Empty Fridge Syndrome

Kyran over at Planting Dandelions has written a very timely post for me. In it she talks about trying to set priorities in her home, family, work and the outside world. As a SAHM who works two days a week I find it very hard to prioritize these days. Especially since the number one thing at the top of my To Do List every day is grocery shop. As some of you may know I have three boys and while only the eldest has entered teendom recently he is already eating us out of the proverbial house and home. My days are spent worrying about what to feed him as he is an athlete in training and very concerned about the quality of the fuel he puts in his body - no junk food or other fast fill-me-ups, he expects meat or fish, vegetables and all in vast quantities. I buy carrots and potatoes in ten pound bags, pasta is the over-sized no name brand, multiple bags of milk (it is sold packaged in three one litre bags here in Ontario) and I have started to look more closely at the half-off meat section (I know, but I figure if it's good until two days later than I can freeze it right away and it will keep)
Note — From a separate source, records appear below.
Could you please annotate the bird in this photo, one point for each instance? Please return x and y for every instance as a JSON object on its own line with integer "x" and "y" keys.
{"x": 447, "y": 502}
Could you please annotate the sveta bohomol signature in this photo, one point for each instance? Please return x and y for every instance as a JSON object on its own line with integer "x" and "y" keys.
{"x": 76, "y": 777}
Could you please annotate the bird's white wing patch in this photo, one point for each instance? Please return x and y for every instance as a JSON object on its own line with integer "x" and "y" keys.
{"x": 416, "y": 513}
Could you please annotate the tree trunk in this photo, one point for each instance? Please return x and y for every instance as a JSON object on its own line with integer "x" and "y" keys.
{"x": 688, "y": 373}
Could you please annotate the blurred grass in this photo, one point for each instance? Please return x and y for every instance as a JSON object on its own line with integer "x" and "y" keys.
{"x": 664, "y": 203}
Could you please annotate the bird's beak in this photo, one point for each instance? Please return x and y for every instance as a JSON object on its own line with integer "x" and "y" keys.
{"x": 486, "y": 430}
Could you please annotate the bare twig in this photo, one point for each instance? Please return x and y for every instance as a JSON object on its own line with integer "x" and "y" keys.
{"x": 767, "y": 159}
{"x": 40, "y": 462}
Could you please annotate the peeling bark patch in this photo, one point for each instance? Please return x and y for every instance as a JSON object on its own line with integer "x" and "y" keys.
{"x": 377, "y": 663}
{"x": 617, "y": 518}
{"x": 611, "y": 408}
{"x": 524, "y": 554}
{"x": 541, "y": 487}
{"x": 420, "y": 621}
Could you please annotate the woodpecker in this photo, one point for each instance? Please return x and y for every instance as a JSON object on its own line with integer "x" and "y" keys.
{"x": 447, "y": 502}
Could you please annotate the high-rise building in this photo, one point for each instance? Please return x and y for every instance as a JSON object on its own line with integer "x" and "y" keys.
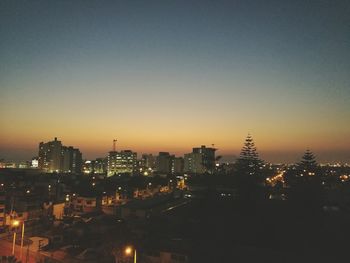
{"x": 177, "y": 165}
{"x": 121, "y": 162}
{"x": 201, "y": 160}
{"x": 54, "y": 157}
{"x": 50, "y": 156}
{"x": 148, "y": 161}
{"x": 163, "y": 162}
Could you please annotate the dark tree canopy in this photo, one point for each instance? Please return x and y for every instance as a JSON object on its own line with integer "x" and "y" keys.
{"x": 307, "y": 165}
{"x": 249, "y": 173}
{"x": 249, "y": 162}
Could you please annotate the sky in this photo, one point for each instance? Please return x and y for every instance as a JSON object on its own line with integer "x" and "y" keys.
{"x": 172, "y": 75}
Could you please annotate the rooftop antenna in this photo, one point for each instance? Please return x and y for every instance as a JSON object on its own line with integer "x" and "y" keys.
{"x": 114, "y": 142}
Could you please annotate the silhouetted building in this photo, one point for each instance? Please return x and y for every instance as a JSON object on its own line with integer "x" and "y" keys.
{"x": 121, "y": 162}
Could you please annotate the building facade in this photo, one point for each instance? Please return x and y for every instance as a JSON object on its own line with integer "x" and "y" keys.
{"x": 121, "y": 162}
{"x": 201, "y": 160}
{"x": 54, "y": 157}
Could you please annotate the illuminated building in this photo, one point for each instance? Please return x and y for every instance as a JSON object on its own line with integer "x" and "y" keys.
{"x": 34, "y": 162}
{"x": 50, "y": 156}
{"x": 54, "y": 157}
{"x": 148, "y": 161}
{"x": 177, "y": 165}
{"x": 121, "y": 162}
{"x": 163, "y": 162}
{"x": 201, "y": 160}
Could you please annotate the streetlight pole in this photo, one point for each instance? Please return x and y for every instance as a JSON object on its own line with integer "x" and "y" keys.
{"x": 22, "y": 240}
{"x": 14, "y": 242}
{"x": 15, "y": 224}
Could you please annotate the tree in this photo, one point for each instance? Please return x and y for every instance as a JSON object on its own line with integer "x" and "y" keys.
{"x": 305, "y": 183}
{"x": 248, "y": 169}
{"x": 308, "y": 165}
{"x": 249, "y": 162}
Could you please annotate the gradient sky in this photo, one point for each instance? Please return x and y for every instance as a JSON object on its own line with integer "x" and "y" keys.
{"x": 171, "y": 75}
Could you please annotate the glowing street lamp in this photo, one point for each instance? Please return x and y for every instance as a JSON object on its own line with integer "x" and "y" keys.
{"x": 15, "y": 223}
{"x": 129, "y": 251}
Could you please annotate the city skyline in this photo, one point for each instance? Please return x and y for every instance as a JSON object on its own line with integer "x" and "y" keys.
{"x": 169, "y": 76}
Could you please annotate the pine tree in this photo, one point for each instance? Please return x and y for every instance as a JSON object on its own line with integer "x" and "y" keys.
{"x": 308, "y": 165}
{"x": 249, "y": 174}
{"x": 249, "y": 162}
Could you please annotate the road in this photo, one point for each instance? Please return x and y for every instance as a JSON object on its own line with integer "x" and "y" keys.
{"x": 27, "y": 256}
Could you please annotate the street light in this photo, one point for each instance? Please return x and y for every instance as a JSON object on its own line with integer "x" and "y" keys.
{"x": 15, "y": 223}
{"x": 128, "y": 251}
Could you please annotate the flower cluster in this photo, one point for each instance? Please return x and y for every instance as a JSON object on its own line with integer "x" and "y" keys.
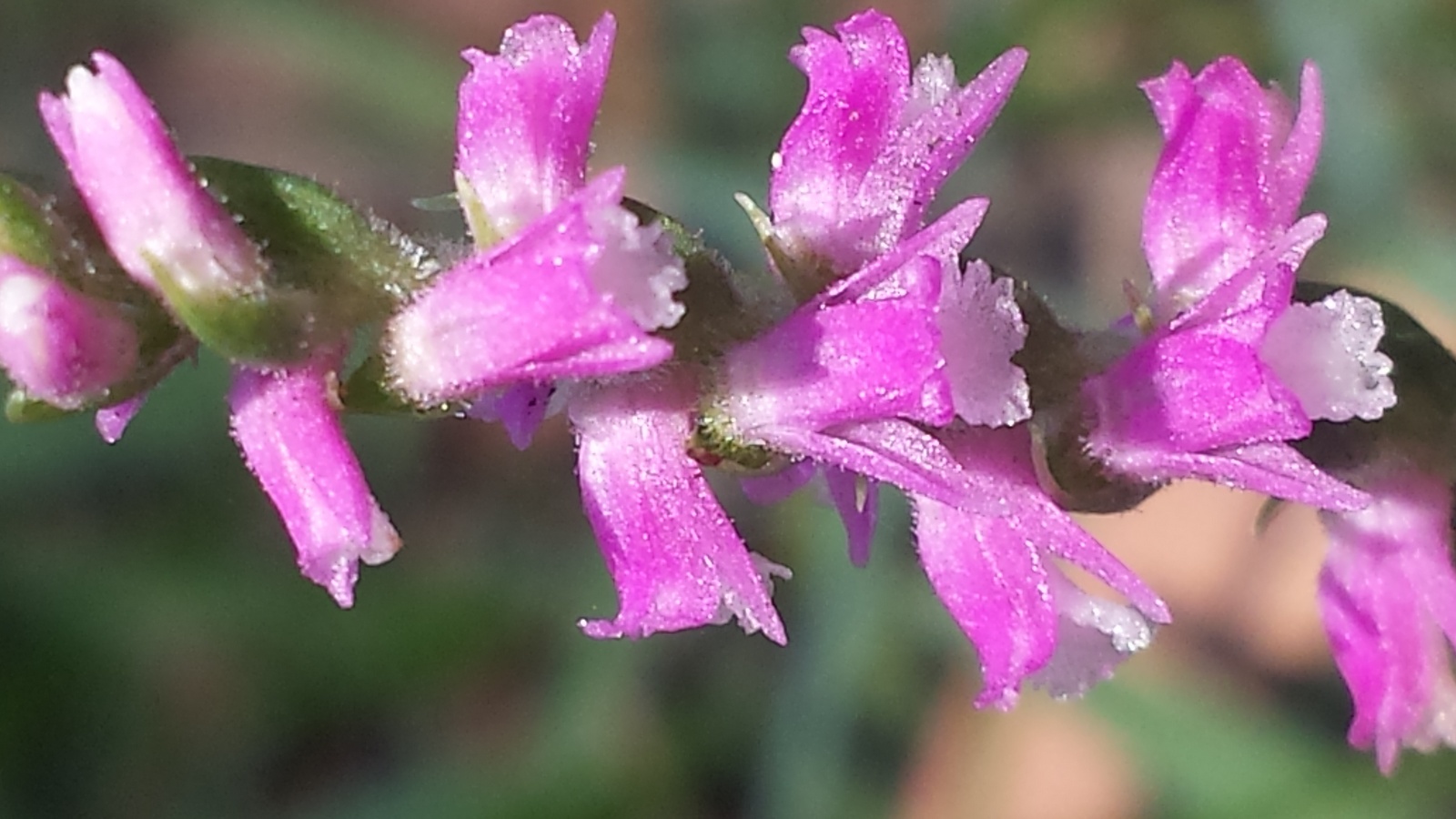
{"x": 874, "y": 351}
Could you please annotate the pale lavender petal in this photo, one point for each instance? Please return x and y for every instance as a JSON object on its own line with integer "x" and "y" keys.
{"x": 1327, "y": 354}
{"x": 982, "y": 329}
{"x": 1006, "y": 457}
{"x": 293, "y": 442}
{"x": 526, "y": 116}
{"x": 1190, "y": 390}
{"x": 147, "y": 203}
{"x": 528, "y": 309}
{"x": 519, "y": 409}
{"x": 1028, "y": 622}
{"x": 111, "y": 421}
{"x": 58, "y": 344}
{"x": 1271, "y": 468}
{"x": 1094, "y": 637}
{"x": 858, "y": 86}
{"x": 674, "y": 555}
{"x": 858, "y": 360}
{"x": 895, "y": 452}
{"x": 856, "y": 500}
{"x": 943, "y": 239}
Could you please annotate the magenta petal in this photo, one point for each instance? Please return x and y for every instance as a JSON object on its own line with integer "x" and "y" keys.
{"x": 526, "y": 116}
{"x": 893, "y": 452}
{"x": 1227, "y": 182}
{"x": 996, "y": 591}
{"x": 1388, "y": 596}
{"x": 1191, "y": 390}
{"x": 58, "y": 344}
{"x": 871, "y": 146}
{"x": 1026, "y": 620}
{"x": 824, "y": 366}
{"x": 140, "y": 189}
{"x": 856, "y": 500}
{"x": 519, "y": 409}
{"x": 113, "y": 421}
{"x": 528, "y": 309}
{"x": 291, "y": 439}
{"x": 674, "y": 555}
{"x": 1270, "y": 468}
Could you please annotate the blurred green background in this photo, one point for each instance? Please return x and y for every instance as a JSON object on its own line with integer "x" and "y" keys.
{"x": 160, "y": 656}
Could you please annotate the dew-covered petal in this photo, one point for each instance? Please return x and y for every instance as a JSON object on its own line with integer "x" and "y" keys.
{"x": 980, "y": 329}
{"x": 147, "y": 203}
{"x": 871, "y": 145}
{"x": 524, "y": 124}
{"x": 855, "y": 497}
{"x": 1327, "y": 354}
{"x": 58, "y": 344}
{"x": 674, "y": 555}
{"x": 1190, "y": 390}
{"x": 874, "y": 358}
{"x": 1387, "y": 595}
{"x": 1225, "y": 184}
{"x": 529, "y": 309}
{"x": 293, "y": 442}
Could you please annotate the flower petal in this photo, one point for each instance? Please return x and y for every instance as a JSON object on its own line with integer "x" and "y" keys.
{"x": 291, "y": 439}
{"x": 526, "y": 116}
{"x": 1327, "y": 354}
{"x": 672, "y": 550}
{"x": 142, "y": 193}
{"x": 529, "y": 309}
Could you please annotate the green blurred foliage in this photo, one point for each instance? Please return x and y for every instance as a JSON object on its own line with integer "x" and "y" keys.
{"x": 162, "y": 658}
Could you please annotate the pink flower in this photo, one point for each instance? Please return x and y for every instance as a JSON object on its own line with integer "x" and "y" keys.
{"x": 524, "y": 127}
{"x": 1227, "y": 372}
{"x": 1388, "y": 596}
{"x": 286, "y": 423}
{"x": 574, "y": 295}
{"x": 873, "y": 145}
{"x": 674, "y": 555}
{"x": 567, "y": 285}
{"x": 996, "y": 576}
{"x": 149, "y": 206}
{"x": 58, "y": 344}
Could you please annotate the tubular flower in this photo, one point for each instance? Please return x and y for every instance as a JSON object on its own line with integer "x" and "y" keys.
{"x": 674, "y": 555}
{"x": 996, "y": 576}
{"x": 567, "y": 285}
{"x": 524, "y": 127}
{"x": 1388, "y": 596}
{"x": 574, "y": 295}
{"x": 149, "y": 206}
{"x": 284, "y": 421}
{"x": 873, "y": 145}
{"x": 58, "y": 344}
{"x": 1227, "y": 372}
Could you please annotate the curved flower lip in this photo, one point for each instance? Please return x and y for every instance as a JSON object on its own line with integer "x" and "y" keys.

And this is only with one eating like a teenage boy. Because my Other Half and I were so regular in the reproductive cycle, our boys are exactly each two years apart from one another which mean when Number Three is 13, his brothers are 15 and 17 and all will still be at home. The eldest won't be off to university until he's 18 which means I have at minimum two years when I will be feeding them all and if any of them decide to apply a fabulous programme they offer at our high school which I sincerely hope they do, they could be home for a fifth year of high school.

Now math was never my strong suit but here is my attempt at the calculations (Beth, you can let me know if I am being overly optimistic)

3 boys - ages 13 to 18
5 years x 3 boys = 15 years of teenage boy appetites

I can't even begin to calculate the sheer volume of milk drunk, bread toasted, cereal bowls filled, steaks consumed, carrots and potatoes peeled. It staggers the mind.

So, as for the list of priorities?

  1. Re-join Costco
  2. Make friends with an egg and beef farmer
  3. Invest in a new bread machine
  4. Encourage the boys to go fishing after school (the salmon are running as I type in the river right at our doorstep)
  5. Teach them all to make scrambled eggs, spaghetti and grilled cheese to start

I have often said that I don't want to be the mother-in-law who my daughters-in-law hate so now is as good a time as any to start them in the kitchen, Number One Son has already mastered the BBQ and is learning to follow a recipe. Next stop? The laundry room. After all, it's all about priorities, right?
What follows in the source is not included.